Much of the former secretary of state’s address was a preview of what her stump speech in a general election might sound like. Clinton ticked off a list of issues that she said made the Republicans sounds like the “party of the past,” including gun control, immigration reform, same-sex marriage and the Affordable Care Act.
She praised the Supreme Court for upholding the Obamacare subsidies in states with federal-run exchanges, and called on all states to accept funding for Medicaid expansion.
The Supreme Court ruled Friday that the Constitution guarantees a right to same-sex marriage, bringing an end to a patchwork of marriage laws across the U.S. and decades of activism pushing for marriage equality.
Friday was Clinton’s first stop of her presidential election campaign in Virginia, a purple state that Barack Obama won in 2008 and 2012. It will be a key state for Clinton in the 2016 election if she wins the Democratic nomination, one that she will likely need to defeat a Republican opponent.

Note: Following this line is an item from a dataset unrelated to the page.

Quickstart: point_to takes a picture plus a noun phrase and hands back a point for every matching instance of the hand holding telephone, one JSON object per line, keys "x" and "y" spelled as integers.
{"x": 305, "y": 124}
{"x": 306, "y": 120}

Virginia’s governor, Terry McAuliffe is a close ally of the Clintons and will be a key player for her in the state. McAuliffe introduced Clinton with an effusive speech, calling her a “tenacious fighter.”
“You know why else I love this woman? She’s been beaten up, she’s been knocked down, but every time she does she gets right back up,” said McAuliffe, echoing an oft-repeated theme of Clinton’s campaign stump speech.
McAuliffe, who vacations with the Clintons, told the crowd when he’s traveling with them and wants a pre-dinner cocktail, “I don’t go looking for Bill Clinton: I go looking for Hillary Clinton, because she’s a lot more fun than him.”